- Born: Qazi Abdul Wajid Ansari 26 May 1940 Gwalior state, British India
- Died: 11 February 2018 (aged 77) Karachi, Sindh, Pakistan
- Occupation: Actor
- Years active: 1950–2018
- Children: Unaiza Qazi

= Qazi Wajid =

Pakistani actor (1940–2018)

Qazi Wajid (26 May 1940 – 11 February 2018) was a Pakistani actor.

His works include Shama, Tanhaiyaan, Dhoop Kinare, Chand Grehan, Zair, Zabar, Pesh, Hawain, Mehndi, Safar Ba-khair, Kaisi Ye Paheli, Afshan, Kiran Kahani, Khuda Ki Basti and Ankahi.

Predominantly he has been paired with Ayesha Khan as there chemistry and camaraderie was liked on screen till date marking his last project with her itself. She even became a part of his documentary aired on PTV titled Main Hoon Qazi Wajid

After 25 years on radio, he became a television actor in 1966, and was awarded the Pride of Performance Award in 1988 by the Government of Pakistan.

In a career spanning more than 65 years, he did "more than 1,200 dramas as a staff artist for Radio Pakistan since 1977, and more than 500 dramas for TV."

He died in Karachi on 11 February 2018.

PTV released a documentary called Main Hoon Qazi Wajid.

==Personal life==
He was born Qazi Abdul Wajid Ansari in 1930 in Gwalior state in British India.
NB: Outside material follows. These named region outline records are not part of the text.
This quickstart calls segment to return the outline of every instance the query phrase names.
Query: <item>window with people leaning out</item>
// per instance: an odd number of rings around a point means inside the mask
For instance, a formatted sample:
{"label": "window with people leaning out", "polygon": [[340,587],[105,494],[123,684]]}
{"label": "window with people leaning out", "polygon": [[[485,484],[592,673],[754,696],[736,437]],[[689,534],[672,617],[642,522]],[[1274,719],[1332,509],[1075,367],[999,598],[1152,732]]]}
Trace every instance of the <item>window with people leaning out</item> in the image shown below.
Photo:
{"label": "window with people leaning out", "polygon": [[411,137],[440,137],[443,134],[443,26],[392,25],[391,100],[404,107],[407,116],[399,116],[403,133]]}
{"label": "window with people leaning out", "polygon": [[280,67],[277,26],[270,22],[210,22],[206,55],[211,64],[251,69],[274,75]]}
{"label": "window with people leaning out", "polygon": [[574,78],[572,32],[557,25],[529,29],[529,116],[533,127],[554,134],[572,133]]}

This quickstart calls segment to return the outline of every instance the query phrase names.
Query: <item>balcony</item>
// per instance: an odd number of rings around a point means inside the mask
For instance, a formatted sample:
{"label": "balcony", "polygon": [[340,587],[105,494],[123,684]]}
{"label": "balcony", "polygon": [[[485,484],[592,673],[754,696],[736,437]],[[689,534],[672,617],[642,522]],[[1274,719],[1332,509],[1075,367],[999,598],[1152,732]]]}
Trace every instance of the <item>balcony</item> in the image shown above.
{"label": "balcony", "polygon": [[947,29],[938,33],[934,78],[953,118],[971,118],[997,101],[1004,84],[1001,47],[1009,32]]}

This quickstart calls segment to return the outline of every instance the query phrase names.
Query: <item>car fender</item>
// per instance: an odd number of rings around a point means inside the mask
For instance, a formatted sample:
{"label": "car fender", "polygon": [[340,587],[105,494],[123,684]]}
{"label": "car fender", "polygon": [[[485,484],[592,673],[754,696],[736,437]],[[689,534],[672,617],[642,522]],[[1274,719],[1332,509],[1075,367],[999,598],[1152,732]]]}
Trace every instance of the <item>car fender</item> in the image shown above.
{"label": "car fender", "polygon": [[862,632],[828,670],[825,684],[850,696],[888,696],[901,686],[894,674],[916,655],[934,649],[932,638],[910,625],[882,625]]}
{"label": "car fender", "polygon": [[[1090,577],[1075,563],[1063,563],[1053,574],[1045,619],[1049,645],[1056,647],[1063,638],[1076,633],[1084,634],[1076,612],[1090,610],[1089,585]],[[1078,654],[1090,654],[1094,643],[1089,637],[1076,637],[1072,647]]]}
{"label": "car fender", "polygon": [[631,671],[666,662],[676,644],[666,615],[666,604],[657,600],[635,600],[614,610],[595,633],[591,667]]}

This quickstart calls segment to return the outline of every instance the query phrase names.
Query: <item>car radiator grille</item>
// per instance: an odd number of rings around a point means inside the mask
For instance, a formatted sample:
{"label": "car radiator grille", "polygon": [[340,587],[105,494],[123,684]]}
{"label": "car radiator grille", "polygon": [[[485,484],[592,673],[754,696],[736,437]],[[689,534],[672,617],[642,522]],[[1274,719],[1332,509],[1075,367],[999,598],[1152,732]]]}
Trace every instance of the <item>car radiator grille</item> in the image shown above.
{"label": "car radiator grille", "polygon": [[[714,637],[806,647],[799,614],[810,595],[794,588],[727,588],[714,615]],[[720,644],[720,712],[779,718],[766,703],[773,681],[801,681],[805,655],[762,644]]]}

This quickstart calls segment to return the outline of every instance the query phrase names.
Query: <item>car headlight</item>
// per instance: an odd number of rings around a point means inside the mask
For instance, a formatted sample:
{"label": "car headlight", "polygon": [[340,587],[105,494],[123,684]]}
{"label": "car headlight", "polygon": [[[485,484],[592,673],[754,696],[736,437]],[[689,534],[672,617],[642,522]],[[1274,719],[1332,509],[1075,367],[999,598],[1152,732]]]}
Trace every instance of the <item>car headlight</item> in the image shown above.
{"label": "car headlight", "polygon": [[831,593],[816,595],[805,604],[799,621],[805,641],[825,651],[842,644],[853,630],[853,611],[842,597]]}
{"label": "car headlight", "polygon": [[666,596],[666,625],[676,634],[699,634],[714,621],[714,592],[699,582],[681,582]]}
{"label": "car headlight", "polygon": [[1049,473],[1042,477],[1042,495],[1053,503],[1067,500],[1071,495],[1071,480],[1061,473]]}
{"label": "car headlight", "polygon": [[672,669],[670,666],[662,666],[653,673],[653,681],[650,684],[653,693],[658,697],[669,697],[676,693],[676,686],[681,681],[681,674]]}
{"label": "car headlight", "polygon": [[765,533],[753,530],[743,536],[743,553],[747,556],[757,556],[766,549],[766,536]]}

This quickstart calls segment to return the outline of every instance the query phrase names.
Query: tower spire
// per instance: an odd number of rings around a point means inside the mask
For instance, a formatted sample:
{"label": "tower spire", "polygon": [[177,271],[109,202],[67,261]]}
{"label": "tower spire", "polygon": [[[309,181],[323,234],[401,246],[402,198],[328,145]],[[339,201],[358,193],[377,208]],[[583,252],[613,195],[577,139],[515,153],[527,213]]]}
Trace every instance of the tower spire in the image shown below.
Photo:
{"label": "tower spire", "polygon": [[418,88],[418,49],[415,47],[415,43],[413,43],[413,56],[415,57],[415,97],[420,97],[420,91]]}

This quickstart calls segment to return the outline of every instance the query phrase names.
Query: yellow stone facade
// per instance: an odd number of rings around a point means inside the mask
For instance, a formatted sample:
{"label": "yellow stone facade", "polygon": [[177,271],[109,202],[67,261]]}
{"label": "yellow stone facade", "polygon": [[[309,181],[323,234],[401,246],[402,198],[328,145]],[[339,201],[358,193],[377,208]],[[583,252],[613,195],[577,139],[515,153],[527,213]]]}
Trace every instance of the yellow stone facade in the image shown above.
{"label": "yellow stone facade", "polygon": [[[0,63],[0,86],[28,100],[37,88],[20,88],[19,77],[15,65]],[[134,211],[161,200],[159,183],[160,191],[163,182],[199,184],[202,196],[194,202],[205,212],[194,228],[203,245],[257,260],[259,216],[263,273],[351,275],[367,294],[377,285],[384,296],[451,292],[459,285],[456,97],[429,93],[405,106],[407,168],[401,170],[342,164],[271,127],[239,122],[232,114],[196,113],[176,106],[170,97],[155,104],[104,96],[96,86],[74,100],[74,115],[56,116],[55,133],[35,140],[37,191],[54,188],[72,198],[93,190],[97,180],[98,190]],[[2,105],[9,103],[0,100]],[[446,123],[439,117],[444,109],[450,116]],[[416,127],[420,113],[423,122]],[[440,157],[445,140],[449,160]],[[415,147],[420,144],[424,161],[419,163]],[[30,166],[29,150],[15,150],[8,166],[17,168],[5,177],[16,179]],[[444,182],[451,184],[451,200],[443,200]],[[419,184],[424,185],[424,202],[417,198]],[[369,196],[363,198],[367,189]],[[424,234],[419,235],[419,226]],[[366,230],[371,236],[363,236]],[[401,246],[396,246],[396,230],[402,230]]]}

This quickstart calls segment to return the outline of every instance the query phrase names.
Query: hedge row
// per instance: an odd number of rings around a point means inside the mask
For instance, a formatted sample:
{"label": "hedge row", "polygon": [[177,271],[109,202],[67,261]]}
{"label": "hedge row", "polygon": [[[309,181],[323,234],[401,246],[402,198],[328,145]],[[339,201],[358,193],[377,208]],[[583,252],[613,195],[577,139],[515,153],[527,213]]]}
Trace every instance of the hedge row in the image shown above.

His family, including five siblings (three brothers and two sisters), moved to Pakistan after the partition in 1947.

==Early career==
He began his career by joining Radio Pakistan as a child artiste in 1949.
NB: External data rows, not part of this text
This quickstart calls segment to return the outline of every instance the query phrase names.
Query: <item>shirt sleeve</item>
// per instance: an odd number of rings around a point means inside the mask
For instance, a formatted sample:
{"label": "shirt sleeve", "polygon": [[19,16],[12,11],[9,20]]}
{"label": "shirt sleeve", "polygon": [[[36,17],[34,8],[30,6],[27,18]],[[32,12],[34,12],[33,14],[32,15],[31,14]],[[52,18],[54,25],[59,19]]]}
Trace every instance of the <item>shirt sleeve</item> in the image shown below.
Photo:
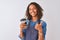
{"label": "shirt sleeve", "polygon": [[45,38],[45,35],[46,35],[46,30],[47,30],[46,26],[47,26],[46,22],[42,21],[42,29],[43,29],[44,38]]}

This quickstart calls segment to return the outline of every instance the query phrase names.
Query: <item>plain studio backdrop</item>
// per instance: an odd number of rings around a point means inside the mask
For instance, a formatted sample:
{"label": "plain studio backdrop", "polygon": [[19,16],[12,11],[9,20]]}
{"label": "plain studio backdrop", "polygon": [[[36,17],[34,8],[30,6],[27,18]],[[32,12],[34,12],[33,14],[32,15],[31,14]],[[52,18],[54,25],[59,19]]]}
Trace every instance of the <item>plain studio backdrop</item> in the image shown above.
{"label": "plain studio backdrop", "polygon": [[0,0],[0,40],[20,40],[20,19],[30,2],[37,2],[44,9],[46,40],[60,40],[60,0]]}

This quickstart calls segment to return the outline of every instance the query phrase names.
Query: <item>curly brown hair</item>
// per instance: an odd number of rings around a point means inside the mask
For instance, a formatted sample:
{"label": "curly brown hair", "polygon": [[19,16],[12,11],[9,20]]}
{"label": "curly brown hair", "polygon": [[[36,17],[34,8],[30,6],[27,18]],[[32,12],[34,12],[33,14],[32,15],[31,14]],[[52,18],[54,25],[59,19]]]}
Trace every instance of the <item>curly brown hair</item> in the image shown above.
{"label": "curly brown hair", "polygon": [[35,7],[37,8],[37,16],[38,16],[38,19],[41,19],[42,16],[43,16],[43,9],[41,8],[41,6],[39,4],[37,4],[36,2],[31,2],[28,7],[27,7],[27,10],[26,10],[26,17],[28,20],[31,20],[32,19],[32,16],[30,15],[29,13],[29,6],[33,4],[35,5]]}

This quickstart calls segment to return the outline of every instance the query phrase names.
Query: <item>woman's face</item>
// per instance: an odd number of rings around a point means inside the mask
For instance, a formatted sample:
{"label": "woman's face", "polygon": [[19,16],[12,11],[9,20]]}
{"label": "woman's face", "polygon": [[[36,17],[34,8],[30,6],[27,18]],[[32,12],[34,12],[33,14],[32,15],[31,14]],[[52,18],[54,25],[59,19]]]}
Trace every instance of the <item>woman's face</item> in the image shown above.
{"label": "woman's face", "polygon": [[37,16],[37,8],[35,7],[35,5],[31,4],[29,6],[29,13],[32,17]]}

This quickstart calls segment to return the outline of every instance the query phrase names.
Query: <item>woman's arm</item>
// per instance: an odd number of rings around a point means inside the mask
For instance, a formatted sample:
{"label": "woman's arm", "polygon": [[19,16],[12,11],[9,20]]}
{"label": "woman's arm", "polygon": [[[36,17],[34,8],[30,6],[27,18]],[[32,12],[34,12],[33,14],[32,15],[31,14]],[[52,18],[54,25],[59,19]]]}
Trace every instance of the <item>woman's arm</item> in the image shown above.
{"label": "woman's arm", "polygon": [[24,28],[26,27],[26,24],[25,23],[21,23],[20,24],[20,38],[23,38],[24,37]]}
{"label": "woman's arm", "polygon": [[44,40],[42,28],[38,31],[38,40]]}
{"label": "woman's arm", "polygon": [[36,24],[35,29],[38,30],[38,40],[44,40],[42,24]]}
== Selected filmography ==

| Year | Title | Role | Notes |
| 1966 | Taleem-e-Balighan |  |  |
| 1969 | Khuda Ki Basti | Raja |  |
| 1974 | Zair, Zabar, Pesh | Houseboy |  |
| 1976 | Shama |  |  |
| 1981 | Afshan | Ahmed |  |
| 1982 | Ankahi | Siddiqui Sahib |  |
| 1984 | Aangan Terha |  | Cameo |
| 1985 | Karawaan | Producer |  |
| 1985 | Tanhaiyaan | Faraan |  |
| 1987 | Dhoop Kinare | Baba |  |
| 1990 | Hawa Ki Beti | Abba |  |
| 1991–92 | Aahat | Anwar |  |
| 1995 | Chand Grehan | Kamal |  |
| 1997 | Hawain | Doctor Aarfi |  |
| 2003 | Mehndi | Iqbal |  |
| 2008–09 | Doraha | Umer's father |  |
| 2012–13 | Raju Rocket | Raju's (Danish Taimoor) father |  |
| Tanhaiyan Naye Silsilay | Faraan |  |
| 2013 | Pheeki Theek Kehta Hai | An 1 episodic in a telefilm series named ( Bahar Ki Shakar film) | A Plus Tv |
| 2014 | Pehchaan | Laila's father |  |
| 2015 | Khuda Dekh Raha Hai | Akhtar |  |
| 2016 | Mann Pyasa |  |  |
| Dil-e-Beqarar | Abbas |  |
| 2018 | Khaani | Judge | Cameo |
| 2017 | Begunah | Abbaji | Ary Digital |
| 2003 | Eid Aayi |  | Telefilm |
| 2016 | Safar Bakhair | Husband of Ayesha Khan Central Character | Eid SpecialTelefilm |
| 2017-18 | Kesi Ye Paheli | Jahangir-Almas's (Ayesha Khan) husband & Sameer's grandfather | Urdu 1( His last show onscreen paired him with Ayesha Khan) |
| 2015 | Tumhari Natasha |  | Hum Tv |

==Death==
Qazi Wajid died of a heart attack on 11 February 2018, in Karachi. He was 87 years old.

==See also==

- List of Lollywood actors

== Awards ==
- Pride of Performance Awards – (1988) from the Government of Pakistan.